The Subtype-Specific Gene-Hallmark Pairs in LGG

Subtypes 2 and 3 had the poorest prognosis and showed no significance in survival time. To explore the molecular mechanisms underlying these subtypes, we investigated the distribution of gene-hallmark pairs across LGG samples and identified the subtype specific gene-hallmark pairs using Fisher’s exact test at P < 0.05 for each subtype (Supplementary Table 3). For subtype 2, specific gene-hallmark pairs involving driver genes CDK4, DTX3, and AVIL were identified (Supplementary Figure 4A). For example, CDK4 specifically and significantly drove two proliferation signatures (P = 6.02e-15 for E2F_TARGETS and P = 3.01e-12 for G2M_CHECKPOINT, Fisher’s exact test). Amplification of CDK4, DTX3, and AVIL significantly upregulated their gene expression (P = 2.4e-14 for CDK4, P = 1.7e-08 for DTX3, and P = 4.6e-10 for AVIL, Wilcoxon rank-sum test), and showed significant association with LGG poor prognosis (P = 1.2e-10 for CDK4, P = 8.03e-10 for DTX3, and P = 3.86e-6 for AVIL, log-rank test, Supplementary Figure 4B). AVIL, as a novel oncogene gene in LGG, was reported to play important roles in functions of cancer in vivo or in vitro through literature searches. For example, AVIL overexpression in GBM promoted cell proliferation and metastasis, leading to poor prognosis in patients (Xie et al., 2020). In the subtype 3, 12 specific gene-hallmark pairs were identified including driver genes (EGFR, CDKN2A, CDKN2B, INFA8, and INFA5), and their affected hallmarks were significantly presented in 43 LGG individuals (P < 0.05, Fisher’s exact test, Supplementary Figure 4A). EGFR amplification and the deletions of CDKN2A, CDKN2B, INFA8, and INFA5 were also significantly associated with LGG poor prognosis (P < 0.001 for CDKN2A, CDKN2B, P = 1.42e-12 for IFNA8, P = 1.76e-12 for IFNA5, and P < 0.001 for EGFR, log-rank test, Supplementary Figure 4B).

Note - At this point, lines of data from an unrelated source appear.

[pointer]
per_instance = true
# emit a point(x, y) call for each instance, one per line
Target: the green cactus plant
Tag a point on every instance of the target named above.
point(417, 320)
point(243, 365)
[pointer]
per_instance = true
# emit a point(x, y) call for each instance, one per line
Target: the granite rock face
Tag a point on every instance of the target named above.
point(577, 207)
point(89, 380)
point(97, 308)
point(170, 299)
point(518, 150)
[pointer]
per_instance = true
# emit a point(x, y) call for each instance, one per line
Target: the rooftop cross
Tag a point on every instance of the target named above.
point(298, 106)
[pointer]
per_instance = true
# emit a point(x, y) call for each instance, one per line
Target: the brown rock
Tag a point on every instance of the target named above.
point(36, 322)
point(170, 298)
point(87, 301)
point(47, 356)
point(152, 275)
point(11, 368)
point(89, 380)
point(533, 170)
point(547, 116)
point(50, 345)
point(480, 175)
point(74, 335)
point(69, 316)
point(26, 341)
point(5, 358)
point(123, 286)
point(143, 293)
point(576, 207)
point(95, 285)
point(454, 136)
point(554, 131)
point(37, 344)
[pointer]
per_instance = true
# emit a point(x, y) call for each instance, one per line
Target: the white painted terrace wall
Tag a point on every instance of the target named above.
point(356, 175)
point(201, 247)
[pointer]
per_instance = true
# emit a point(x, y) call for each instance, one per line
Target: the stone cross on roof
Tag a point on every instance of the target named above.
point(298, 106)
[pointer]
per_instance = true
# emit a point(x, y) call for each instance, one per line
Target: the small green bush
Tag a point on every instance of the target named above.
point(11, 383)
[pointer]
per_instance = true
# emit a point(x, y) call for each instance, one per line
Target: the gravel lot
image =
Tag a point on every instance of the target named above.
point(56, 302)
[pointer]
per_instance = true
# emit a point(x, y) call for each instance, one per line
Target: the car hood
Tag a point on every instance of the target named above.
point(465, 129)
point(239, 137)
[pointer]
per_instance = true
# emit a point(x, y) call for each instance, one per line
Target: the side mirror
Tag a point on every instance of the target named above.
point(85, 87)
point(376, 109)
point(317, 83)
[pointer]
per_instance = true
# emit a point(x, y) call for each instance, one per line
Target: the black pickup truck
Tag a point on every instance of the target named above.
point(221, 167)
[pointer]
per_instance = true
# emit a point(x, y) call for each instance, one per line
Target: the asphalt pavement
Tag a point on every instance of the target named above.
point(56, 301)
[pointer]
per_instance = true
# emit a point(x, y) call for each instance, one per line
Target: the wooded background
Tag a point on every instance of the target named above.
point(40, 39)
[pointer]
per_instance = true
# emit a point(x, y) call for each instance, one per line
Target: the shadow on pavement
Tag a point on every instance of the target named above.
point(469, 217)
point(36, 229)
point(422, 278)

Of note, we observed these specific gene-hallmark pairs in subtype 2 and 3, which showed obvious mutually exclusive patterns (Supplementary Figure 4A), but these driver genes drove the same dysregulated hallmark signatures such as proliferation (E2F_TARGETS and G2M_CHECKPOINT) and immunity signature (ALLOGRAFT_ REJECTION, INTERFERON_ GAMMA_ RESPONSE, and INTERFERON_ALPHA_ RESPONSE) in both subtype 2 and 3. These results implied that these two subtypes with the poorest prognosis were driven by different driver genes through dysregulating the same biological functions, further improving the potential of the identified active gene-hallmark pairs for identifying new LGG subtypes.

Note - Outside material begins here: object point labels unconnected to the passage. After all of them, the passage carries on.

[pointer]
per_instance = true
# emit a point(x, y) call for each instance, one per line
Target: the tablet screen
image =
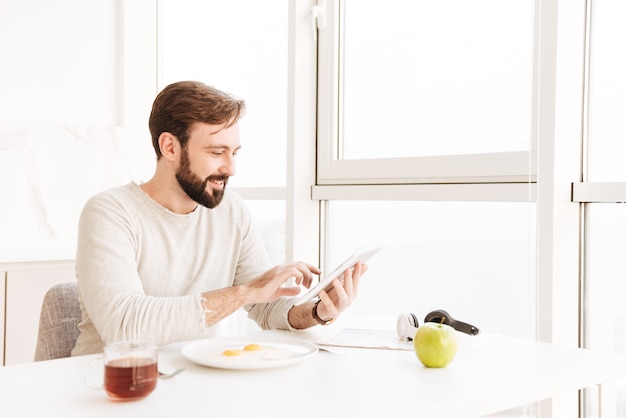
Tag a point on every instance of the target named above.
point(328, 279)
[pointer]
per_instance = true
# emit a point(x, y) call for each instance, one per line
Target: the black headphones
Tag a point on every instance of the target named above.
point(407, 324)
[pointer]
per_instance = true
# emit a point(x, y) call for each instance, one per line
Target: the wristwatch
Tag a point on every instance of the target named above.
point(317, 317)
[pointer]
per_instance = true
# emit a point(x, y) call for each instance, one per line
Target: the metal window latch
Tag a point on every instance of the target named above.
point(318, 17)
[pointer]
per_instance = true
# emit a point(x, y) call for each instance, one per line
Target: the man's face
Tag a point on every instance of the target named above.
point(207, 161)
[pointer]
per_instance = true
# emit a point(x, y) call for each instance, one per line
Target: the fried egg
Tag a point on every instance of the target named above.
point(252, 353)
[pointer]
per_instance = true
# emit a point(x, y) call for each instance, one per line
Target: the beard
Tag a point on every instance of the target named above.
point(195, 187)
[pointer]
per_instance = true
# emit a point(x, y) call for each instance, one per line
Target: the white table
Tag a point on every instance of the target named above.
point(489, 374)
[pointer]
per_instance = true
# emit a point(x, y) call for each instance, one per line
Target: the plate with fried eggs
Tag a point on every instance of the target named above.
point(248, 352)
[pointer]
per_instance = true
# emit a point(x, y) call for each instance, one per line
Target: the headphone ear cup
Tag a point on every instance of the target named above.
point(406, 326)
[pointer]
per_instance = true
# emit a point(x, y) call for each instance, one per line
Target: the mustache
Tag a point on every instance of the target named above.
point(218, 178)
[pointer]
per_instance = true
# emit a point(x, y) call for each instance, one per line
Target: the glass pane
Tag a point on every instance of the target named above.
point(605, 311)
point(607, 93)
point(239, 46)
point(269, 217)
point(474, 259)
point(423, 78)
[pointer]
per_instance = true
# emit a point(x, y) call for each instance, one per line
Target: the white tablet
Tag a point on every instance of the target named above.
point(327, 280)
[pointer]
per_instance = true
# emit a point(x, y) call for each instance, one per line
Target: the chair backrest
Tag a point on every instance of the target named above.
point(60, 315)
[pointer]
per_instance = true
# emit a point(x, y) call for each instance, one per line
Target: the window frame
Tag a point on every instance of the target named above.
point(502, 167)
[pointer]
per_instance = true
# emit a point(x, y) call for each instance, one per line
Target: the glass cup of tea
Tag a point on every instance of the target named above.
point(130, 370)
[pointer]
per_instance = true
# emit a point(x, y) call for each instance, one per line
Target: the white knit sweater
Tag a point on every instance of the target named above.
point(141, 268)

Performance Evaluation of the Method

Known cancer genes were collected from multiple sources (Table 1). The driver genes identified by our method significantly overlapped with these known cancer gene sets (hypergeometric test, P < 0.05, Table 1). We then further compared our method with the other three previous methods, which also identified driver copy number alterations [Ping et al., 2020; Zhou et al., 2017, and DriverDBv3 (Liu et al., 2020)]. The results showed that our method could also significantly capture the driver genes identified by other methods with the Ping et al. (2020), Zhou et al. (2017) (hypergeometric test, P = 1.84e-05 for Ping et al. (2020), P = 4.23e-12 for Zhou et al. (2017), Table 1), but not significantly with DriverDBv3(hypergeometric test, P = 0.175, Table 1). Among them, Ping et al. (2020) could directly dissect long non-coding RNAs (lncRNAs) functional roles in cancers based on dysregulated ceRNA network induced by SCNAs but was limited in identifying potential driver SCNAs with low expression levels and SCNA frequencies, however, Zhou et al. (2017) and DriverDBv3 cannot dissect driver roles of genes in cancers in a direct manner (Supplementary Table 4). Additionally, the driver genes identified by our method also showed a significantly higher degree than the non-drivers whose expression levels were concordant with SCNAs in the PPI network (Supplementary Figure 5, P < 0.05, Wilcoxon rank-sum test). Our method could complement other methods, which identified novel driver genes contributing to cancer development. For instance, DTX3 was a gene that had not been identified by other methods, but it had the ability to drive E2F_TARGETS hallmark signature dysfunction and was associated with LGG prognosis. These results suggest that our method is useful in identifying driver SCNAs that contribute to dysfunction cancer hallmarks in LGG.

TABLE 1
www.frontiersin.org

Table 1. The performance of our method compared with six known cancer gene sources and three previous methods.

Discussion

This article has proposed an integrative method to identify driver SCNAs and characterize the dysfunctional cancer hallmarks driven by these SCNAs in LGG. The active driver gene-hallmark pairs identified could stratify the LGG patients into four subtypes and identify two new subtypes with similar poor prognoses and with different underlying molecular mechanisms. We also discovered that different driver genes could disorder the same cancer hallmarks, leading to malignant phenotypes.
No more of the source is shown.